Re: CPU spikes and transactions - Mailing list pgsql-performance

From Tony Kay
Subject Re: CPU spikes and transactions
Date
Msg-id CAB=fRcqLZWmEW8omtc8+xzarAVPGrhnQmY1Lst0Edw1F92_HvQ@mail.gmail.com
Whole thread Raw
In response to Re: CPU spikes and transactions  (Tomas Vondra <tv@fuzzy.cz>)
Responses Re: CPU spikes and transactions
List pgsql-performance

On Mon, Oct 14, 2013 at 4:42 PM, Tomas Vondra <tv@fuzzy.cz> wrote:
On 15.10.2013 01:00, Tony Kay wrote:
> Hi,
>
> I'm running 9.1.6 w/22GB shared buffers, and 32GB overall RAM on a
> 16 Opteron 6276 CPU box. We limit connections to roughly 120, but
> our webapp is configured to allocate a thread-local connection, so
> those connections are rarely doing anything more than half the time.
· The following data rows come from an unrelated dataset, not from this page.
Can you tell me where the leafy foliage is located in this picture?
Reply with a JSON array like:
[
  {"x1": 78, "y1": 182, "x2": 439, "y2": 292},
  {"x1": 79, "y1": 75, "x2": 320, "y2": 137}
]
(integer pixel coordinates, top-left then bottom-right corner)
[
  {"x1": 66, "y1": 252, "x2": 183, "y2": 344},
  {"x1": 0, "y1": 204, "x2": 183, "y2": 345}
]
Lower your shared buffers to about 20% of your RAM, unless you've tested
it's actually helping in your particular case. It's unlikely you'll get
better performance by using more than that, especially on older
versions, so it's wiser to leave the rest for page cache.

It might even be one of the causes of the performance issue you're
seeing, as shared buffers are not exactly overhead-free.

See this for more details on tuning:

   http://wiki.postgresql.org/wiki/Tuning_Your_PostgreSQL_Server

I had followed the general directions from several sources years ago, which indicate up to 40% of RAM. We've been running very large shared buffers for 4 years now, but it is difficult to generate a good real load without testing against users, so we have not felt the need to move it around. In general, I don't tend to tinker with a setting that has been fine for this long without good reason. I've been wanting to upgrade to the newer mmap-based versions of pgsql, but was waiting to re-tune this when I did so.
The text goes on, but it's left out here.